Daylight. I was mortified. As mortified as a person on serious CNS depressants can be. We must have been unconscious for hours in the club.

It seems, in the bright but undetailed film of memory, that we just stumbled down the street and into a movie theater. Safe in the dark again. Thank God. I felt yucky—a new day and no shower! And in my nightclub clothes (I can’t remember what I was wearing! That’s really odd). Whatever I was wearing, I remember feeling as though I stood out, that everyone we encountered knew I had been passed out in a club all night. The IVF looked ever-crisp with his buttoned-up top button. This movie we saw, lot of dancing. Choreography, not disco.
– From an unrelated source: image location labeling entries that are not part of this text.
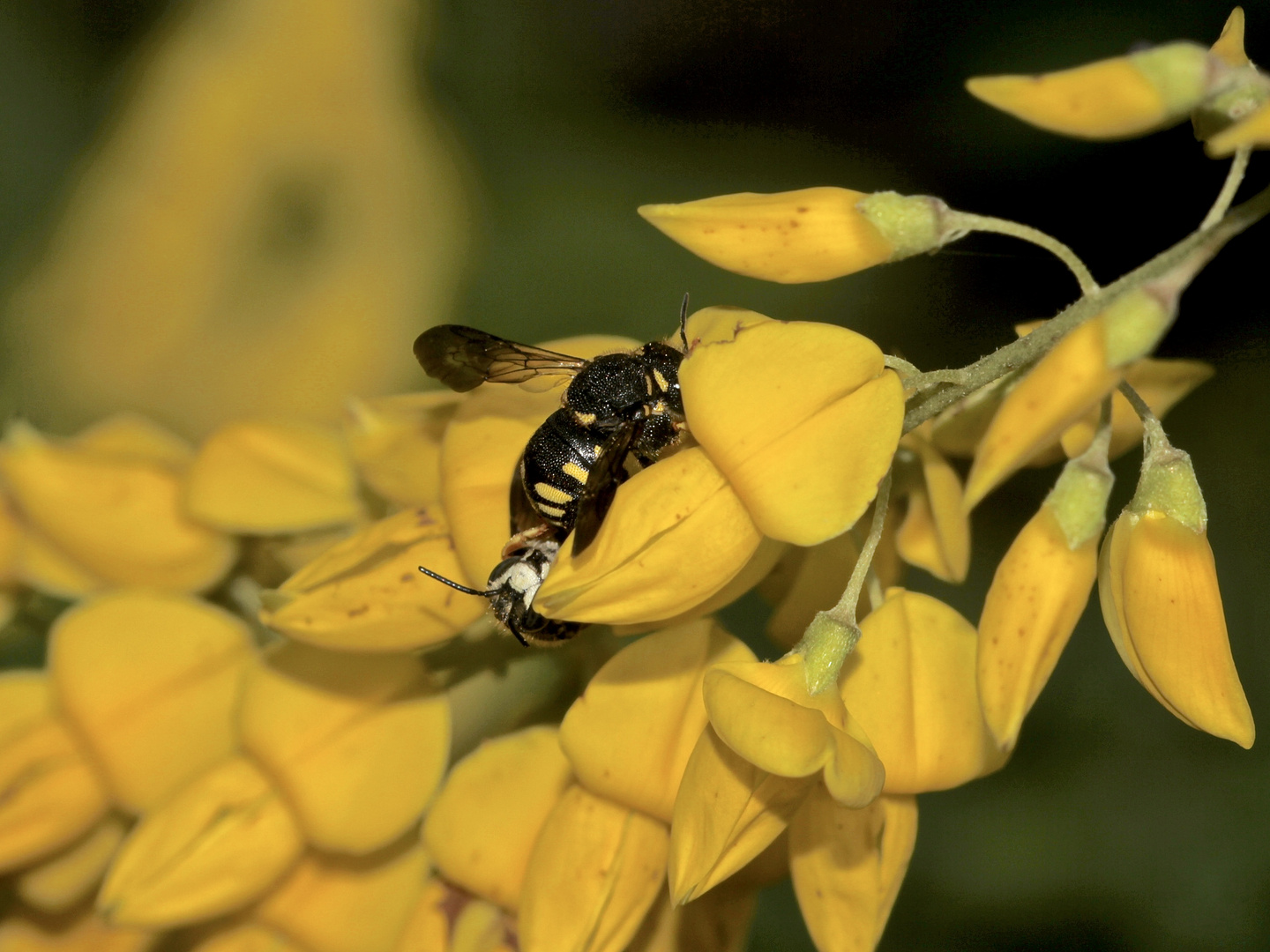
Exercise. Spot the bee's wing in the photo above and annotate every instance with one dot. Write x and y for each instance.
(462, 358)
(606, 473)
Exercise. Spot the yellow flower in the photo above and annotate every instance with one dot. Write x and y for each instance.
(49, 793)
(800, 418)
(213, 848)
(355, 743)
(1038, 594)
(594, 874)
(1117, 98)
(267, 479)
(911, 684)
(1157, 583)
(118, 518)
(848, 866)
(367, 593)
(813, 234)
(488, 815)
(150, 682)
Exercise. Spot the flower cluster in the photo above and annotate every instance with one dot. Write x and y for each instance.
(262, 727)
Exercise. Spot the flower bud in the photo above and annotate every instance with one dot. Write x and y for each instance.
(357, 743)
(911, 684)
(366, 593)
(594, 871)
(265, 479)
(150, 683)
(1117, 98)
(484, 822)
(813, 234)
(805, 450)
(213, 847)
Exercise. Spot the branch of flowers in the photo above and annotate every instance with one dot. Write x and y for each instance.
(1200, 244)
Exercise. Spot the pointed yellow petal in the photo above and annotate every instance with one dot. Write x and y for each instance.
(323, 903)
(630, 735)
(727, 813)
(1117, 98)
(216, 845)
(150, 682)
(267, 479)
(911, 684)
(676, 534)
(357, 743)
(121, 519)
(848, 866)
(69, 877)
(592, 876)
(366, 593)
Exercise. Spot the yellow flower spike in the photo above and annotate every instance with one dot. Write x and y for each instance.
(764, 712)
(727, 813)
(813, 234)
(937, 531)
(1161, 383)
(676, 536)
(213, 848)
(325, 903)
(49, 793)
(848, 867)
(267, 479)
(69, 877)
(150, 682)
(630, 735)
(357, 743)
(488, 815)
(83, 933)
(1039, 591)
(911, 684)
(397, 443)
(481, 450)
(366, 593)
(1117, 98)
(120, 519)
(807, 450)
(1161, 602)
(594, 873)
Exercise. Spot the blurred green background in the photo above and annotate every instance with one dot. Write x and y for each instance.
(1116, 827)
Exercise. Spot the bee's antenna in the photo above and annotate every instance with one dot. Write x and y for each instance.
(453, 584)
(684, 322)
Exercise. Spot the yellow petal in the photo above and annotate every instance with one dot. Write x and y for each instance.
(366, 593)
(1117, 98)
(150, 682)
(213, 848)
(1161, 602)
(69, 877)
(727, 813)
(83, 933)
(765, 714)
(1036, 597)
(814, 234)
(804, 450)
(265, 479)
(1058, 391)
(121, 519)
(630, 735)
(911, 684)
(488, 815)
(848, 865)
(357, 743)
(594, 873)
(324, 903)
(676, 534)
(397, 443)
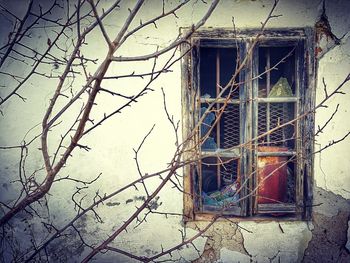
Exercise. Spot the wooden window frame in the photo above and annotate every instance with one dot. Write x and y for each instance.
(303, 39)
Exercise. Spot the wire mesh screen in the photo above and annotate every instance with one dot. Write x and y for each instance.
(229, 172)
(229, 127)
(273, 115)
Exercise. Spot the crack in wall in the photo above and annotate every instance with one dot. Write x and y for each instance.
(222, 235)
(329, 236)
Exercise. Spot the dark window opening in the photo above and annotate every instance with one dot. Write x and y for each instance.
(250, 137)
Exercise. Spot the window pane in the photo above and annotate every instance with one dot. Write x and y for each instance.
(229, 127)
(279, 81)
(208, 129)
(272, 115)
(208, 72)
(219, 183)
(276, 178)
(228, 61)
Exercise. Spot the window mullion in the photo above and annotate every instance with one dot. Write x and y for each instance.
(268, 83)
(217, 113)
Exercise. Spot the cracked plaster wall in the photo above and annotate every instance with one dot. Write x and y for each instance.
(325, 238)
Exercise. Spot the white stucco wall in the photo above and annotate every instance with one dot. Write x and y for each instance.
(112, 144)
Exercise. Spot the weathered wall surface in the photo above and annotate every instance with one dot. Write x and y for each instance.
(324, 239)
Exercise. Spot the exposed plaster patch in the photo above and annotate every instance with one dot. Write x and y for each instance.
(348, 243)
(329, 236)
(276, 241)
(222, 235)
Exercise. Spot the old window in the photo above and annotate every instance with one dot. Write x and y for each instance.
(244, 106)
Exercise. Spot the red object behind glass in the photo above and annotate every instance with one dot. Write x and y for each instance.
(272, 176)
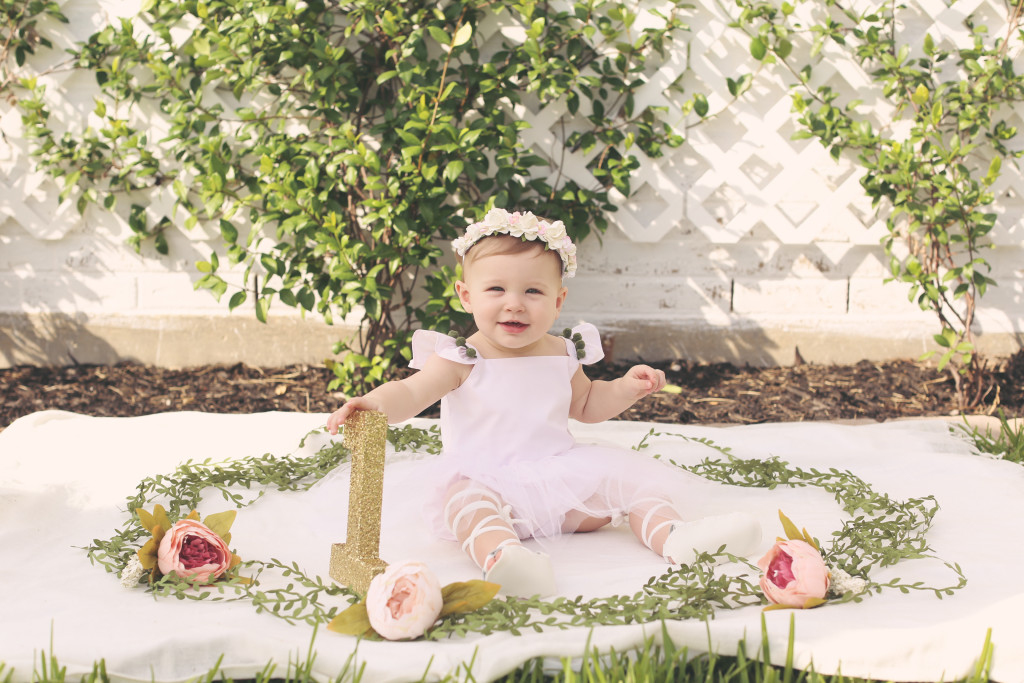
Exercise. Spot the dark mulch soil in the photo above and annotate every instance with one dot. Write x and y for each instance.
(709, 393)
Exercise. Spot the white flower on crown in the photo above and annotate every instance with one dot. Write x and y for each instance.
(525, 226)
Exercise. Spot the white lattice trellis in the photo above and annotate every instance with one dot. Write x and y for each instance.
(740, 225)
Dance—serious dance—was another IVF obsession. Funny, because he was one of the least physical people I ever knew. Few stage moves.

The film was very surreal, intensely influenced by Fellini. A brilliant film about some fairly sleazy people. About a hard-drinking, drugging, womanizing, driven artist. About show business. About, mostly, death. A heart attack. A disturbingly graphic depiction of thoracic surgery. A real human heart, externalized. Body parts in jars. Dancers in costumes emblazoned with arteries and veins, singing the onset of another heart attack. And “All That Jazz.”

We sat through it twice.

I think.

* * *

The IVF returned to Brisbane after a few more days (weeks?) of New York exploring. I gifted him with Cinemabilia-purchased stills of the movie before he left. That was all most people could own of a film before VHS and DVD. I also presented him with a quaalude which I thought would sweeten the last, long end of the flight from the West Coast. He took it from me and promptly popped it in his mouth. Minutes later his legs went out from under him. Broad daylight on the sidewalk on St. Marks Place. Took two guys to hold him up. The loyal k-s-m boyfriend had a helluva time getting him into a taxi and on the plane.

* * *

The kinda-sort-maybe boyfriend is, today, my husband. Grant McLennan died on May 6, 2006 of a massive heart attack.